Reacciones animales en el hombre: las pasiones
Por estar compuestos de cuerpo y alma, tenemos algo en común con los animales, como también con los Ángeles. En nuestra imaginación y apetito sensitivo —sobre todo en la raíz de nuestras pasiones o emociones— somos semejantes a los animales. Basta estar delante de un objeto que nos atraiga o de otro que nos cause rechazo, para que nuestras emociones y pasiones nos hagan reaccionar de forma irracional.

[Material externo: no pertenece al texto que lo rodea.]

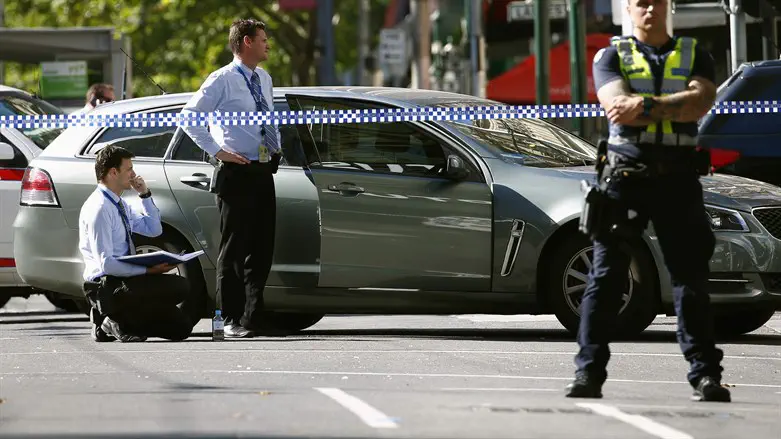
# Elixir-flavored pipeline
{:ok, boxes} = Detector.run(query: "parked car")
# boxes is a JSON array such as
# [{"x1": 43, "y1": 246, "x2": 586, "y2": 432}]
[
  {"x1": 12, "y1": 88, "x2": 781, "y2": 336},
  {"x1": 700, "y1": 59, "x2": 781, "y2": 186},
  {"x1": 0, "y1": 85, "x2": 73, "y2": 310}
]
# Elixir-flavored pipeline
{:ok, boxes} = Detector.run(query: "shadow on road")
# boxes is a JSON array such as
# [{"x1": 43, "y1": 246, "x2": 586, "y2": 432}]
[
  {"x1": 0, "y1": 436, "x2": 369, "y2": 439},
  {"x1": 301, "y1": 327, "x2": 781, "y2": 346}
]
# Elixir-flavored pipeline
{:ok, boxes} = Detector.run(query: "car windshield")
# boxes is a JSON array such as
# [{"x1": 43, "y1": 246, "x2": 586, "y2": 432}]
[
  {"x1": 433, "y1": 102, "x2": 598, "y2": 168},
  {"x1": 0, "y1": 94, "x2": 66, "y2": 149}
]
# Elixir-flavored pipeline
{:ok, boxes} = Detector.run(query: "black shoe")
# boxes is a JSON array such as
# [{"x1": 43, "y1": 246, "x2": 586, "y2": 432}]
[
  {"x1": 691, "y1": 377, "x2": 731, "y2": 402},
  {"x1": 100, "y1": 317, "x2": 146, "y2": 343},
  {"x1": 565, "y1": 371, "x2": 604, "y2": 398},
  {"x1": 90, "y1": 307, "x2": 115, "y2": 342}
]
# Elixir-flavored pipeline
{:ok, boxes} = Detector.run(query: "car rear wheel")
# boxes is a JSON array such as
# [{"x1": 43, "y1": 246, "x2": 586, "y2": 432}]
[
  {"x1": 546, "y1": 232, "x2": 659, "y2": 337},
  {"x1": 132, "y1": 233, "x2": 207, "y2": 327},
  {"x1": 713, "y1": 306, "x2": 776, "y2": 337},
  {"x1": 44, "y1": 292, "x2": 82, "y2": 313}
]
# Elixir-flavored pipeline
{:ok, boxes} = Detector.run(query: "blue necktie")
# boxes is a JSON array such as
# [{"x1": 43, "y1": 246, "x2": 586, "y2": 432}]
[
  {"x1": 116, "y1": 200, "x2": 136, "y2": 255},
  {"x1": 250, "y1": 72, "x2": 279, "y2": 154}
]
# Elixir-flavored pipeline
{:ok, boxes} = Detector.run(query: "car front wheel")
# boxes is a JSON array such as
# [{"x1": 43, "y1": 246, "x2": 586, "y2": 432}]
[
  {"x1": 546, "y1": 233, "x2": 659, "y2": 337},
  {"x1": 713, "y1": 306, "x2": 776, "y2": 338},
  {"x1": 256, "y1": 312, "x2": 325, "y2": 333}
]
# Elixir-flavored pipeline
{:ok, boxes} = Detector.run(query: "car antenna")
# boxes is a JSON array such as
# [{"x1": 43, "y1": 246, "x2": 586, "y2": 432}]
[{"x1": 120, "y1": 47, "x2": 167, "y2": 95}]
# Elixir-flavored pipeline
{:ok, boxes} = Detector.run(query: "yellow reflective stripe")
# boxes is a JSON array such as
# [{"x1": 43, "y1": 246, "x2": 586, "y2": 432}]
[{"x1": 661, "y1": 78, "x2": 687, "y2": 93}]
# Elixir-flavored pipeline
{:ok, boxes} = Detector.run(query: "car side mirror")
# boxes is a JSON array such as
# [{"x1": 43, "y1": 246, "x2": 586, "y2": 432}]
[
  {"x1": 0, "y1": 142, "x2": 15, "y2": 161},
  {"x1": 445, "y1": 154, "x2": 470, "y2": 180}
]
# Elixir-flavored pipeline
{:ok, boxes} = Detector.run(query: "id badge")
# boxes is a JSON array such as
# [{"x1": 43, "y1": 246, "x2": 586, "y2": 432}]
[{"x1": 258, "y1": 145, "x2": 269, "y2": 162}]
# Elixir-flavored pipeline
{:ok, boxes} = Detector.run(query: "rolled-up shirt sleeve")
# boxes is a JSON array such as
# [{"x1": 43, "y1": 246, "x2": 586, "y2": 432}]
[
  {"x1": 180, "y1": 71, "x2": 225, "y2": 157},
  {"x1": 86, "y1": 208, "x2": 146, "y2": 278},
  {"x1": 126, "y1": 197, "x2": 162, "y2": 238}
]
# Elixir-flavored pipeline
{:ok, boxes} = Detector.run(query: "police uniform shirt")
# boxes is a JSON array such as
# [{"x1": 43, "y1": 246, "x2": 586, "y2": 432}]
[
  {"x1": 180, "y1": 58, "x2": 282, "y2": 162},
  {"x1": 592, "y1": 36, "x2": 716, "y2": 159},
  {"x1": 78, "y1": 184, "x2": 163, "y2": 282}
]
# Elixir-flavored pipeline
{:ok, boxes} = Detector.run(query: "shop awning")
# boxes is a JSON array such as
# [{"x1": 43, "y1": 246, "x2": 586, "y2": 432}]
[{"x1": 486, "y1": 33, "x2": 612, "y2": 105}]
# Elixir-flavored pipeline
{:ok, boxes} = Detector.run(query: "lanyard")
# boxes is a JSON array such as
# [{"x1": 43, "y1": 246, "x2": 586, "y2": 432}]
[
  {"x1": 234, "y1": 65, "x2": 264, "y2": 112},
  {"x1": 234, "y1": 65, "x2": 267, "y2": 136},
  {"x1": 100, "y1": 189, "x2": 132, "y2": 252}
]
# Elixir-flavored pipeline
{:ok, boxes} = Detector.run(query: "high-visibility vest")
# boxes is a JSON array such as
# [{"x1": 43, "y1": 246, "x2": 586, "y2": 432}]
[{"x1": 609, "y1": 36, "x2": 698, "y2": 146}]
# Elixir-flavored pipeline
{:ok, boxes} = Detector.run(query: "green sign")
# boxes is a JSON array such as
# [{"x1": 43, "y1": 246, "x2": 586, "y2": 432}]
[{"x1": 39, "y1": 61, "x2": 88, "y2": 99}]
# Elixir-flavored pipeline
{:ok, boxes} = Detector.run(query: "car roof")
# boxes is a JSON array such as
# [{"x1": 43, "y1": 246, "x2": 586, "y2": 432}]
[
  {"x1": 0, "y1": 85, "x2": 35, "y2": 96},
  {"x1": 88, "y1": 86, "x2": 503, "y2": 115}
]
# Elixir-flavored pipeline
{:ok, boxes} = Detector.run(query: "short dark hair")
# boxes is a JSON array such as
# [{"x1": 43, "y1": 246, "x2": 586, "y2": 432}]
[
  {"x1": 95, "y1": 145, "x2": 134, "y2": 181},
  {"x1": 86, "y1": 83, "x2": 115, "y2": 106},
  {"x1": 229, "y1": 19, "x2": 266, "y2": 54}
]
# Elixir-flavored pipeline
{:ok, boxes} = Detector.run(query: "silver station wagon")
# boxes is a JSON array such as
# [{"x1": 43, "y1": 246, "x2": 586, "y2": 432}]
[{"x1": 12, "y1": 87, "x2": 781, "y2": 336}]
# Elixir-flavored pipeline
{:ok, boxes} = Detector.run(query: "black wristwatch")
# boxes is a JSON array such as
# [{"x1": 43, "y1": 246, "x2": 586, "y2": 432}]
[
  {"x1": 139, "y1": 190, "x2": 152, "y2": 199},
  {"x1": 642, "y1": 96, "x2": 655, "y2": 117}
]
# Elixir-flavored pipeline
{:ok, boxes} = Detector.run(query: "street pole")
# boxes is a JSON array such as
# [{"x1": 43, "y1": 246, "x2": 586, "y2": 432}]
[
  {"x1": 568, "y1": 0, "x2": 587, "y2": 136},
  {"x1": 358, "y1": 0, "x2": 370, "y2": 85},
  {"x1": 534, "y1": 0, "x2": 550, "y2": 105},
  {"x1": 417, "y1": 0, "x2": 431, "y2": 89},
  {"x1": 317, "y1": 0, "x2": 337, "y2": 85},
  {"x1": 469, "y1": 0, "x2": 485, "y2": 97},
  {"x1": 0, "y1": 0, "x2": 5, "y2": 85},
  {"x1": 729, "y1": 0, "x2": 747, "y2": 72}
]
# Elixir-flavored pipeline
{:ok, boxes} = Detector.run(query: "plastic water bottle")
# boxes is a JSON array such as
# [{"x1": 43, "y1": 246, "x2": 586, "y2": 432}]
[{"x1": 212, "y1": 310, "x2": 224, "y2": 341}]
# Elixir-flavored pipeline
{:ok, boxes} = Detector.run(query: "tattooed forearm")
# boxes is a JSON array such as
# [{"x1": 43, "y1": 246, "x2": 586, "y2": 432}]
[{"x1": 647, "y1": 77, "x2": 716, "y2": 122}]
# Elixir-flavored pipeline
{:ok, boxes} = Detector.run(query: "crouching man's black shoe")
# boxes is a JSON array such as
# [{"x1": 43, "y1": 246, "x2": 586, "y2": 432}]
[
  {"x1": 691, "y1": 377, "x2": 731, "y2": 402},
  {"x1": 90, "y1": 307, "x2": 115, "y2": 342},
  {"x1": 565, "y1": 371, "x2": 604, "y2": 398},
  {"x1": 100, "y1": 317, "x2": 146, "y2": 343}
]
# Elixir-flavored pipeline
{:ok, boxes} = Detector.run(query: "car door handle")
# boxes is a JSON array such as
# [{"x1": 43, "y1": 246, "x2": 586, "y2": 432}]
[
  {"x1": 180, "y1": 173, "x2": 211, "y2": 188},
  {"x1": 327, "y1": 183, "x2": 365, "y2": 194}
]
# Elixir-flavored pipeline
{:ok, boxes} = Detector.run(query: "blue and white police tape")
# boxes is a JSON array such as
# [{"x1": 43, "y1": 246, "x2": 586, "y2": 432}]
[{"x1": 1, "y1": 100, "x2": 780, "y2": 129}]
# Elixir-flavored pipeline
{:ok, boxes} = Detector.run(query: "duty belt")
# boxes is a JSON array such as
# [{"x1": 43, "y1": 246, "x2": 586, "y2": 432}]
[{"x1": 608, "y1": 132, "x2": 698, "y2": 147}]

Un águila, por ejemplo, bajará de las alturas en un vuelo en picado y certero sobre un conejo que corre por el césped. En este acto se encuentra una especie de amor del animal por el alimento, nacido del instinto de conservación, y del cual pueden brotar, a su vez, la alegría, la osadía, así como el odio a los obstáculos y a las contradicciones, el temor, etc. En esas tendencias y reacciones podemos notar una similitud con el mecanismo de nuestras pasiones.

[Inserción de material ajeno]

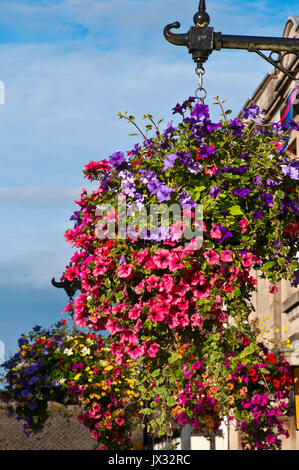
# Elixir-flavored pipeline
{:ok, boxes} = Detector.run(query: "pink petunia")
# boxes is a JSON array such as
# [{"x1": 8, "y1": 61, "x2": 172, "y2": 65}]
[
  {"x1": 193, "y1": 283, "x2": 210, "y2": 299},
  {"x1": 241, "y1": 252, "x2": 254, "y2": 267},
  {"x1": 64, "y1": 265, "x2": 80, "y2": 281},
  {"x1": 221, "y1": 250, "x2": 233, "y2": 262},
  {"x1": 116, "y1": 418, "x2": 125, "y2": 426},
  {"x1": 106, "y1": 319, "x2": 121, "y2": 336},
  {"x1": 174, "y1": 311, "x2": 190, "y2": 328},
  {"x1": 128, "y1": 304, "x2": 142, "y2": 320},
  {"x1": 158, "y1": 274, "x2": 175, "y2": 293},
  {"x1": 146, "y1": 275, "x2": 160, "y2": 292},
  {"x1": 135, "y1": 279, "x2": 145, "y2": 294},
  {"x1": 148, "y1": 307, "x2": 166, "y2": 323},
  {"x1": 134, "y1": 247, "x2": 150, "y2": 264},
  {"x1": 169, "y1": 253, "x2": 185, "y2": 272},
  {"x1": 204, "y1": 166, "x2": 217, "y2": 175},
  {"x1": 143, "y1": 340, "x2": 160, "y2": 358},
  {"x1": 210, "y1": 223, "x2": 222, "y2": 239},
  {"x1": 153, "y1": 248, "x2": 171, "y2": 269},
  {"x1": 117, "y1": 264, "x2": 134, "y2": 280},
  {"x1": 204, "y1": 249, "x2": 220, "y2": 265},
  {"x1": 124, "y1": 343, "x2": 144, "y2": 360},
  {"x1": 191, "y1": 313, "x2": 203, "y2": 328},
  {"x1": 238, "y1": 219, "x2": 249, "y2": 234},
  {"x1": 84, "y1": 159, "x2": 111, "y2": 173}
]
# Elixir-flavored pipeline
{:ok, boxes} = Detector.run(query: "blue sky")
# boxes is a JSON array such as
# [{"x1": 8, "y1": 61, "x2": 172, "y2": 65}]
[{"x1": 0, "y1": 0, "x2": 298, "y2": 360}]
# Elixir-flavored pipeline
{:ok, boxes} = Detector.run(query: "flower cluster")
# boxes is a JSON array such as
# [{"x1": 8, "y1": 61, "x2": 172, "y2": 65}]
[
  {"x1": 0, "y1": 321, "x2": 140, "y2": 449},
  {"x1": 58, "y1": 97, "x2": 297, "y2": 447},
  {"x1": 2, "y1": 97, "x2": 297, "y2": 450},
  {"x1": 170, "y1": 331, "x2": 293, "y2": 450}
]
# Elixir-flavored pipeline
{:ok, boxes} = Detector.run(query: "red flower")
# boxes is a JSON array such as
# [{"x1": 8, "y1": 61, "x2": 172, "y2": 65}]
[
  {"x1": 241, "y1": 336, "x2": 250, "y2": 346},
  {"x1": 273, "y1": 379, "x2": 280, "y2": 389},
  {"x1": 265, "y1": 353, "x2": 276, "y2": 364},
  {"x1": 248, "y1": 368, "x2": 256, "y2": 376}
]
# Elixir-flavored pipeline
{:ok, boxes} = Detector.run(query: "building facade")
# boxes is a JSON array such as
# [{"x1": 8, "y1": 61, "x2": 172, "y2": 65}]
[{"x1": 228, "y1": 15, "x2": 299, "y2": 451}]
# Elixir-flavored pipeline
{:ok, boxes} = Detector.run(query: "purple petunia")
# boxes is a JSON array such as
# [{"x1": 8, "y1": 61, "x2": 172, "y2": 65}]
[
  {"x1": 251, "y1": 209, "x2": 263, "y2": 220},
  {"x1": 209, "y1": 186, "x2": 221, "y2": 199},
  {"x1": 260, "y1": 192, "x2": 274, "y2": 208},
  {"x1": 232, "y1": 188, "x2": 251, "y2": 198},
  {"x1": 156, "y1": 184, "x2": 174, "y2": 203},
  {"x1": 191, "y1": 103, "x2": 210, "y2": 120},
  {"x1": 179, "y1": 189, "x2": 196, "y2": 208},
  {"x1": 147, "y1": 178, "x2": 161, "y2": 195},
  {"x1": 281, "y1": 160, "x2": 299, "y2": 180},
  {"x1": 242, "y1": 104, "x2": 265, "y2": 123},
  {"x1": 163, "y1": 153, "x2": 178, "y2": 171},
  {"x1": 109, "y1": 150, "x2": 125, "y2": 168},
  {"x1": 119, "y1": 255, "x2": 126, "y2": 265},
  {"x1": 228, "y1": 118, "x2": 245, "y2": 136},
  {"x1": 217, "y1": 224, "x2": 233, "y2": 244}
]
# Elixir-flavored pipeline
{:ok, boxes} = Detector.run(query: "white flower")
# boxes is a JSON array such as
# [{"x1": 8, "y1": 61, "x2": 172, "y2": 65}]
[
  {"x1": 63, "y1": 348, "x2": 73, "y2": 356},
  {"x1": 81, "y1": 347, "x2": 90, "y2": 356}
]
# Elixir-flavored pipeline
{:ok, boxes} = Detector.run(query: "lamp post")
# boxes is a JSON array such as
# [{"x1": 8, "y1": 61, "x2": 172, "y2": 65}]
[{"x1": 164, "y1": 0, "x2": 299, "y2": 82}]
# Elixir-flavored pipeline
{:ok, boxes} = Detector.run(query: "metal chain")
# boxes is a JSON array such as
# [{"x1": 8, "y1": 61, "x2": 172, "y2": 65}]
[{"x1": 195, "y1": 64, "x2": 207, "y2": 103}]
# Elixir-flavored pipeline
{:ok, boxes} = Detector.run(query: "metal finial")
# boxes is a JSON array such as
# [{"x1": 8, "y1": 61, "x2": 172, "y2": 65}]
[{"x1": 193, "y1": 0, "x2": 210, "y2": 27}]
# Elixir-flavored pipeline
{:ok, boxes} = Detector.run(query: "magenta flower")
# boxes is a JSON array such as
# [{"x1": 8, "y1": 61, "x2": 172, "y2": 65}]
[{"x1": 191, "y1": 360, "x2": 201, "y2": 370}]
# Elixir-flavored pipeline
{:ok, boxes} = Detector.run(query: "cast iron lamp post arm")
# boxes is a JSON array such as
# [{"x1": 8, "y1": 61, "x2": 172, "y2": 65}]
[{"x1": 164, "y1": 0, "x2": 299, "y2": 81}]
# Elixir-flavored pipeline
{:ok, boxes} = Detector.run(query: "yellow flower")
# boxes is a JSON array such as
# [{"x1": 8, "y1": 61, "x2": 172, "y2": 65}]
[{"x1": 74, "y1": 373, "x2": 81, "y2": 381}]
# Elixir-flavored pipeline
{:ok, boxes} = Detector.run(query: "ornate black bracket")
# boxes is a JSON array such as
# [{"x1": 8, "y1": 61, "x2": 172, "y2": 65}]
[
  {"x1": 51, "y1": 274, "x2": 78, "y2": 301},
  {"x1": 164, "y1": 0, "x2": 299, "y2": 81}
]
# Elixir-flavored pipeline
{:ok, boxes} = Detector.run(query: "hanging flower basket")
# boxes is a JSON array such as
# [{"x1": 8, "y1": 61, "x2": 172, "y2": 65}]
[{"x1": 1, "y1": 97, "x2": 298, "y2": 450}]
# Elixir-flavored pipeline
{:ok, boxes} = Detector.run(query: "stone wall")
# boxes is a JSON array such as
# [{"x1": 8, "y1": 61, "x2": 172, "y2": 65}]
[{"x1": 0, "y1": 402, "x2": 97, "y2": 450}]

Las pasiones no son siempre avasalladoras, aunque no es raro que lo sean. De suyo son neutras. No obstante, cuando son orientadas, gobernadas y disciplinadas por la voluntad y por la razón, y éstas por la fe, se transforman en poderosos medios para obrar maravillas. En el extremo opuesto —en su desorden— tenemos los vicios, tan frecuentes después del pecado original y, sobre todo, en nuestros días: envidia, celos, mentira, sensualidad, gula, etc.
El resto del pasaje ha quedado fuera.